Intestinal obstruction: treatment
Suspicion of obstruction, both mechanical and functional, always requires a surgeon's consultation. In the case of mechanical obstruction, it is extremely important to diagnose and treat it quickly to avoid the risk of strangulation. It is worth remembering that treatment depends on the cause. For example, if the cause of the intestinal obstruction is a colon tumor, it should be excised and then anastomosed. If the cause is a trapped hernia, it is drained and then plastic surgery is performed. On the other hand, adhesions intersect. It is important that the patient is properly prepared for the surgery - the resulting hypovolemia and electrolyte disturbances should be corrected, an intravenous antibiotic should be administered and the gastric contents must be aspirated.
Failure to treat it may lead to dehydration, hypotension, shock, multi-organ failure, and ultimately death.

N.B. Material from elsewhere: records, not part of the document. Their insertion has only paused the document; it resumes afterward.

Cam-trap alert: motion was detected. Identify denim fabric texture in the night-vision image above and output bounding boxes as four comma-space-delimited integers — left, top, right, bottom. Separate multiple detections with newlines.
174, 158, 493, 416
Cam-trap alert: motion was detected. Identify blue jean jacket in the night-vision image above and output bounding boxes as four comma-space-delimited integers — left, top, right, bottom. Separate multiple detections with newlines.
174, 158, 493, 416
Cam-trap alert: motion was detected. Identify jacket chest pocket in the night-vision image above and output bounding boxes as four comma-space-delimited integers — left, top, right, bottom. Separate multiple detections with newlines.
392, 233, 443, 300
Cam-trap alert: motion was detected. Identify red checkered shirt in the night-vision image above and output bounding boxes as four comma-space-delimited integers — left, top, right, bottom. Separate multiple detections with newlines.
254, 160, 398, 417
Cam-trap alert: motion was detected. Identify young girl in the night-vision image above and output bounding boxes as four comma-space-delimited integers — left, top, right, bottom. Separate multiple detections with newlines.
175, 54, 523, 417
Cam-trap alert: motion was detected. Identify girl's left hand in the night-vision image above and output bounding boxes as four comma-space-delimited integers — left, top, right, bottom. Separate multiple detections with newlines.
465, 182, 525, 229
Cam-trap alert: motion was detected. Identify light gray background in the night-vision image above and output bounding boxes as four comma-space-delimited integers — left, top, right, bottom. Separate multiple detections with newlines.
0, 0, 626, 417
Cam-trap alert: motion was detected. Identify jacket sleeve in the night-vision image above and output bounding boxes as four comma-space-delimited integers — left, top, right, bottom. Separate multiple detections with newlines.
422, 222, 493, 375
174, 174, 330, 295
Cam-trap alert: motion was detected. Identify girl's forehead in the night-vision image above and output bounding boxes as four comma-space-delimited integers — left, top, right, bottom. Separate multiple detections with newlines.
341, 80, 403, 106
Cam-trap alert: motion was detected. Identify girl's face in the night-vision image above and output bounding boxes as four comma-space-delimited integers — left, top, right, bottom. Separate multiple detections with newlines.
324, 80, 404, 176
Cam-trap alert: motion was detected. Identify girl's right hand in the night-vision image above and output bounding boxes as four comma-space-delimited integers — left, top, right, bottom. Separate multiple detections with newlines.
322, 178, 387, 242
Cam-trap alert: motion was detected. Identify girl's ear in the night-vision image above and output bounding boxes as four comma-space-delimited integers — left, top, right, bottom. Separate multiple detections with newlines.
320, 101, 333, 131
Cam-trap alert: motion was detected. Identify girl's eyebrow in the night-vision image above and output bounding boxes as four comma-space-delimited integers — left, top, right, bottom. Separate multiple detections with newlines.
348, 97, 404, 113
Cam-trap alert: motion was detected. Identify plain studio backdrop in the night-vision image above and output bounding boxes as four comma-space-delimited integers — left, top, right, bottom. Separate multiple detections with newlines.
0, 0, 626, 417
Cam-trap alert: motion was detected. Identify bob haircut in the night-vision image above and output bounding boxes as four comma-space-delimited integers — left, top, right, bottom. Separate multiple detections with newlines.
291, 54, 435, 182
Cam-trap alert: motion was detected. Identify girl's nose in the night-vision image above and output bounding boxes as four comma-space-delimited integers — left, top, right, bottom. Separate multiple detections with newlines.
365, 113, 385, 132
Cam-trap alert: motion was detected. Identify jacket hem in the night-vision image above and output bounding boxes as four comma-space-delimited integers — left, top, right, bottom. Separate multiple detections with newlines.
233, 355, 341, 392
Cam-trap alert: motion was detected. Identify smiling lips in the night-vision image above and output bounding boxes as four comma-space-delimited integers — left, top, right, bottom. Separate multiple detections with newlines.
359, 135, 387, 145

In functional intestinal obstruction, treatment is directed to the underlying disease causing the symptoms (e.g. acute pancreatitis, peritonitis). Conservative management is recommended in the case of a metabolic cause and in some cases of renal and biliary colic - then analgesic treatment is applied. In other situations, it is advisable to open the abdominal cavity and appropriate surgical procedures. Before the procedure, it is also necessary to treat shock and to prevent kidney failure.